YouTuber and former Twitch streamer Valkyrae has a message for all her colleagues on Amazon's beleaguered streaming service: come to YouTube. "It's nice."

Valkyrae made the open invitation in during a recent stream where she looked at twitchearnings.com, a site that listed Twitch's top earners according to the recent data breach (and has since been taken down). To Valkyrae's surprise, she actually made the top 100 with $96,025.90 earned between August 2019 and January 2020 when she left Twitch for YouTube.

But the fact that her earnings were public information at all was a bit of a downer, so after looking at the leaked info she pitched Twitch streamers everywhere on making the move to YouTube.

“You know, YouTube is looking to sign more streamers," Valkyrae casually mentioned. “The streaming side of the platform has a lot of room to grow. They’re working on and focusing on it. I’m happy here and seeing how hungry they are is exciting.
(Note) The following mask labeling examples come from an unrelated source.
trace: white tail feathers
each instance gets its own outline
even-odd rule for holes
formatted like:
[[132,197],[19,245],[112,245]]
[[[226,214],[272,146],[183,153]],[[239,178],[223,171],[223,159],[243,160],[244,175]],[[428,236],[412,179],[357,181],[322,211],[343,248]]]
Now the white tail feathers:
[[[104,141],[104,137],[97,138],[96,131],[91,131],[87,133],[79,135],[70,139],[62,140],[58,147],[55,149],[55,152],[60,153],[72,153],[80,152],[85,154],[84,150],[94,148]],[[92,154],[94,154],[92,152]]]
Related: Ludwig Says More Streamers Will Leave Twitch For YouTube

“I’m not biased or whatever, but YouTube doesn’t have ads, and we’re currently working on a lot of other things. Plus, right now, we haven’t gotten breached and had all of our code leaked. I don’t know, it all sounds kind of scary over there. I like my island over here. It’s really nice."

Earlier this week, Twitch suffered perhaps the largest data breach in history with over 125 GB of internal data stolen, including Twitch's source code and payment information for its top streamers. Twitch is still investigating the breach, but so far believes it to be the result of a "server configuration change" that provided access to "a malicious third party."
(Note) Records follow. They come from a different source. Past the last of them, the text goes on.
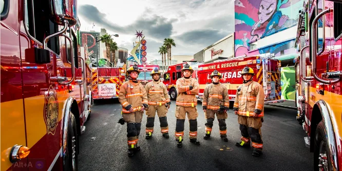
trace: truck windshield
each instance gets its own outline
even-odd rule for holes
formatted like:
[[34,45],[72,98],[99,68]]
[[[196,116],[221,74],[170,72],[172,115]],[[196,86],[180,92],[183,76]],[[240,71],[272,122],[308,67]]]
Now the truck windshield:
[[138,76],[138,78],[137,78],[137,80],[145,80],[145,72],[141,72],[139,75]]

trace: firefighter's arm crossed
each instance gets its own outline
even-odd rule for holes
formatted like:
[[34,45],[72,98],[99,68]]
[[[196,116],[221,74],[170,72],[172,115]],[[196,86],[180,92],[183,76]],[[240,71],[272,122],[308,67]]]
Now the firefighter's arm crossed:
[[142,92],[143,96],[142,97],[142,101],[141,103],[143,104],[143,108],[140,110],[141,112],[144,111],[144,110],[147,110],[147,109],[148,108],[148,101],[147,101],[147,93],[146,93],[146,91],[145,89],[143,88],[142,89]]
[[203,100],[202,100],[202,109],[206,112],[206,105],[208,101],[208,97],[209,96],[209,86],[207,86],[204,89],[204,92],[203,93]]
[[262,111],[265,94],[263,93],[262,87],[261,86],[255,87],[254,93],[256,95],[256,102],[255,103],[254,113],[257,114],[255,116],[257,117],[259,114],[261,114]]
[[122,108],[124,108],[126,110],[131,112],[133,112],[133,108],[132,108],[131,105],[127,101],[127,99],[126,98],[127,91],[125,88],[126,86],[126,84],[124,84],[121,86],[121,88],[119,92],[119,101],[122,105]]
[[[190,86],[191,88],[192,87]],[[189,91],[187,91],[185,94],[198,94],[198,92],[199,91],[199,84],[198,83],[198,81],[197,79],[195,79],[195,82],[194,82],[194,87],[193,89],[190,89]]]
[[178,93],[183,93],[187,91],[192,90],[194,87],[191,86],[183,86],[183,83],[178,79],[176,82],[176,85],[177,88]]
No credit card info or login credentials were exposed, according to the streaming service, but Twitch is still asking everyone to reset their passwords just in case.

Valkyrae isn't the only former Twitch streamer that's made the jump to YouTube. DrLupo signed an exclusive deal at the end of August, with TimTheTatman following suit not a day later. Considering the breach, there are certainly more Twitch streamers that are wondering if perhaps they’ll be safer in YouTube’s hands than Twitch’s.